In the absence of such an assessment, there are a few questions you should ask the vendor prior to making a purchasing decision:

  1. What third-party libraries interact directly with the incoming data, and what are the processes to react to security issues published in these libraries?
  2. Are all these third-party libraries sandboxed in a sandbox that is recognized as industry-standard? The sandbox Google uses in Chrome and Adobe uses in Acrobat Reader is open-source and has undergone a lot of scrutiny, so have the isolation features of KVM and qemu. Are any third-party libraries running outside of a sandbox or an internal virtualization environment? If so, why, and what is the timeline to address this?
  3. How much of the proprietary code which directly interacts with the incoming data runs outside of a sandbox? To what extent has this code been security-reviewed?
  4. Is the vendor willing to provide a hard disk image for a basic assessment by a third-party security consultancy? Misconfigured permissions that allow privilege escalation happen all-too often, so basic permissions lockdown should have happened on the appliance.
  5. In the case of a breach in your company, what is the process through which your forensics team can acquire memory images and hard disk images from the appliance?
A vendor that takes their product quality (and hence your data security) seriously will be able to answer these questions, and will be able to confidently state that all third-party parsers and a large fraction of their proprietary code runs sandboxed or virtualized, and that the configuration of the machine has been reasonably locked down - and will be willing to provide evidence for this (for example a disk image or virtual appliance along with permission to inspect).

Why am I qualified to write this?

From 2004 to 2011 I was CEO of a security company called zynamics that was acquired by Google in 2011. Among other things, we used to sell a security appliance that inspected untrusted malware. I know the technical side involved with building such an appliance, and I understand the business needs of both customers and vendors.
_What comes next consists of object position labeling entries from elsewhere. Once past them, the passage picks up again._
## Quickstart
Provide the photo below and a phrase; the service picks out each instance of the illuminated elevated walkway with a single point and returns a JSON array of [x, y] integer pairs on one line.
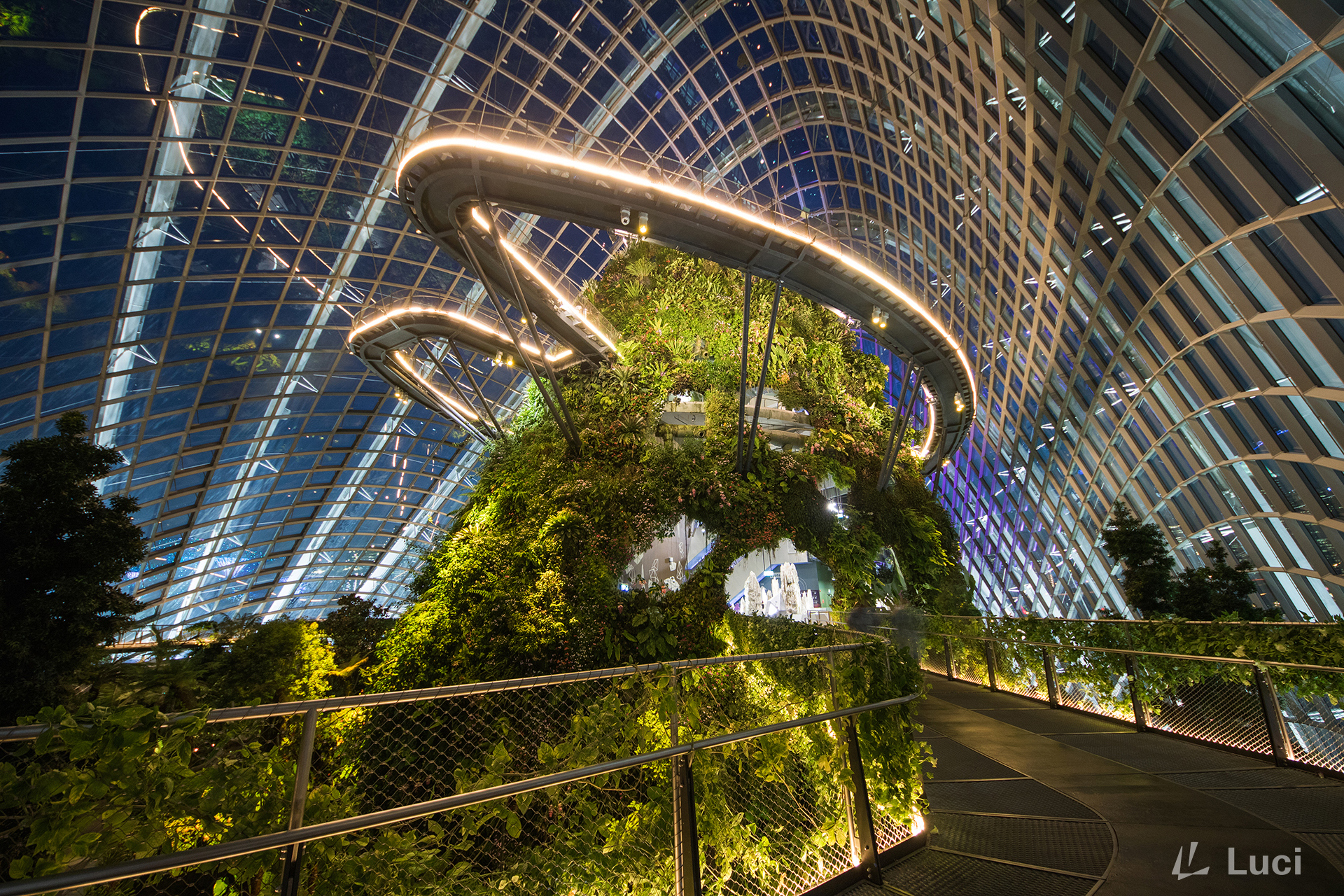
[[452, 184], [1031, 799]]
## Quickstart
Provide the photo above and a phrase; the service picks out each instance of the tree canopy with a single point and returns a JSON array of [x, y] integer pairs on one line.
[[526, 582], [1205, 593], [62, 552]]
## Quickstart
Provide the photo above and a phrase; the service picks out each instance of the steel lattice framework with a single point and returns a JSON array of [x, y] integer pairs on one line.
[[1126, 213]]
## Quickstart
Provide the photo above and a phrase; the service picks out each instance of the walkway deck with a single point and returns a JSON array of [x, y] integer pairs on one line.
[[1031, 799]]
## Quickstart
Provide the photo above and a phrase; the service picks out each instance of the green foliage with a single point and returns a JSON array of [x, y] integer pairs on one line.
[[355, 628], [526, 580], [62, 554], [1205, 593]]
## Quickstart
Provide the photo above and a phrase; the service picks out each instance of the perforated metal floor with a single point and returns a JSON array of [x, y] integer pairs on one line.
[[1301, 809], [937, 874], [958, 762], [1053, 722], [1081, 846], [1158, 754], [1022, 797], [1252, 778]]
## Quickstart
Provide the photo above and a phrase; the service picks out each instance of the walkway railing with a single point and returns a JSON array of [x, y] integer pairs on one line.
[[734, 774], [1285, 711]]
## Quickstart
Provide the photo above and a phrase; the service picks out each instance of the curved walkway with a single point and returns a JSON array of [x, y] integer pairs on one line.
[[1031, 799], [444, 181]]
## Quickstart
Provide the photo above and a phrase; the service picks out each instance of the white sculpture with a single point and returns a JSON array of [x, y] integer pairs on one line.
[[756, 597], [792, 593]]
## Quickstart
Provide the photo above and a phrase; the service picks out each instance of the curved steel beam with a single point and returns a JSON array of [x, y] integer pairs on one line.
[[442, 178]]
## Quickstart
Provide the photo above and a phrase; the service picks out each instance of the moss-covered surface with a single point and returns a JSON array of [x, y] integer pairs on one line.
[[526, 582]]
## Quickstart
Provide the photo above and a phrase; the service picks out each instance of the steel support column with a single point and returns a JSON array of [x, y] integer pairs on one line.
[[531, 321], [1278, 738], [765, 368], [290, 875], [905, 424], [742, 378], [508, 326], [867, 840], [1136, 697]]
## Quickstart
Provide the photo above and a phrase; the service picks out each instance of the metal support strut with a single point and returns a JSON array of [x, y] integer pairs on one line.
[[452, 382], [470, 378], [742, 378], [765, 368], [1051, 685], [867, 840], [904, 416], [686, 839], [290, 875], [508, 326], [1278, 739], [1136, 697]]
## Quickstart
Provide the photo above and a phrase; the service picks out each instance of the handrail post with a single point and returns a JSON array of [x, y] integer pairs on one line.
[[1278, 739], [1051, 685], [290, 875], [1135, 696], [686, 840], [862, 813]]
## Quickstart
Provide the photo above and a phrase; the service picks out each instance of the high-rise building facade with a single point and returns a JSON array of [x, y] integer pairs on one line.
[[1128, 216]]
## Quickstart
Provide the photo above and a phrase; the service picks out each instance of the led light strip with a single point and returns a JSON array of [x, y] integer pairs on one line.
[[521, 257], [456, 316], [553, 160]]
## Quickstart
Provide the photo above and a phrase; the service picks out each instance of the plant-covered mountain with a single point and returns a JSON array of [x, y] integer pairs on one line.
[[527, 580]]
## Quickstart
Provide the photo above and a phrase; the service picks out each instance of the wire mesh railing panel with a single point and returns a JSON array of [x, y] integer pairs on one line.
[[1021, 671], [771, 821], [773, 809], [1313, 716], [416, 751], [890, 830], [1211, 701], [1094, 682], [968, 662]]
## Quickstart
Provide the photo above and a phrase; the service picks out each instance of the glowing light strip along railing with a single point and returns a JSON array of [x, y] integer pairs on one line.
[[695, 199], [521, 257], [265, 843], [461, 318]]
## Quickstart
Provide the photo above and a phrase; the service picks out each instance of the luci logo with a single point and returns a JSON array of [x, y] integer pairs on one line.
[[1281, 865], [1189, 862]]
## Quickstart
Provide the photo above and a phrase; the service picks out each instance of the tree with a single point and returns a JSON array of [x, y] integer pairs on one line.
[[1215, 590], [355, 628], [62, 554], [1151, 587], [1142, 547]]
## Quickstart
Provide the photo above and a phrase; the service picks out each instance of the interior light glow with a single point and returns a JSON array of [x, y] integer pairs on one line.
[[521, 257], [695, 199], [410, 371]]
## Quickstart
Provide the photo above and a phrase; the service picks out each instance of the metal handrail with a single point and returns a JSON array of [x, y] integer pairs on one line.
[[1053, 645], [249, 846], [1194, 622], [331, 704]]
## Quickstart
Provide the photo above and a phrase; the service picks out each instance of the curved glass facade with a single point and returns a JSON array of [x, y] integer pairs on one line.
[[1126, 213]]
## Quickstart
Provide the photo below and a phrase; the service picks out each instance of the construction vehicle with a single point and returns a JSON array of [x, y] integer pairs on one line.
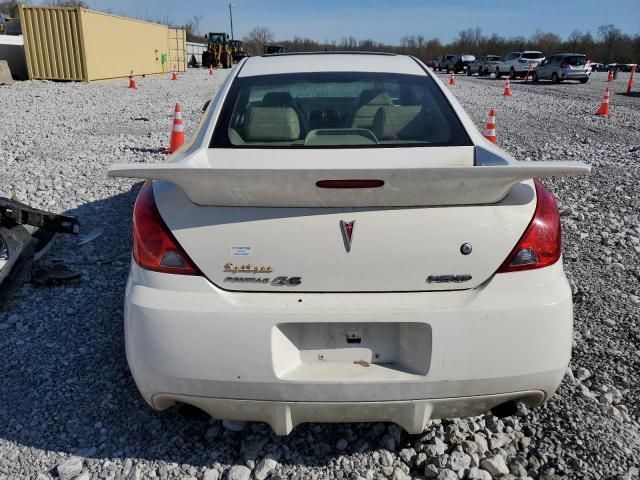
[[218, 52], [237, 51], [271, 49]]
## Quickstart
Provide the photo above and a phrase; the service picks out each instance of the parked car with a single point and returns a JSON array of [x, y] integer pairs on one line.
[[485, 65], [441, 62], [459, 63], [598, 67], [517, 64], [261, 287], [564, 66]]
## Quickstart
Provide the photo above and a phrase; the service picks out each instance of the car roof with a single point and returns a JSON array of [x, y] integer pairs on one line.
[[330, 62]]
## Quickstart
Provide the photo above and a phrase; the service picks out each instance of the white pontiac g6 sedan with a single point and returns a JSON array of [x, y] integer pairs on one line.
[[338, 243]]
I also know quite a bit about the process of finding and exploiting vulnerabilities, having worked in that area since 2000.

Our appliance at the time was Debian-based - and the complex processing of incoming malware happened inside either memory-safe languages or inside a locked-down virtualized environment (emulator), inside a reasonably locked-down Linux machine. This does not mean that we never had security issues (we had XSS problems at one point where strings extracted from the malware could be used to inject into the Web UI etc.) - but we made a reasonable effort to adhere to best engineering practices available to keep the box secure. Security problems happen, but mitigating their impact is not rocket science - good, robust, and free software exists that can sandbox code, and the engineering effort to implement such mitigations is not excessive.

Bonus questions for particularly good vendors

If your vendor can answer the 5 questions above in a satisfactory way, his performance is already head-and-shoulders above the industry average. If you wish to further encourage the vendor to be proactive about your data security, you can ask the following "bonus questions":
  1. Has the vendor considered moving the Linux on their appliance to GRSec in order to make privilege escalations harder?
  2. Does the vendor publish hashes of the packages they install on the appliance so in case of a forensic investigation it is easy to verify that the attacker has not replaced some?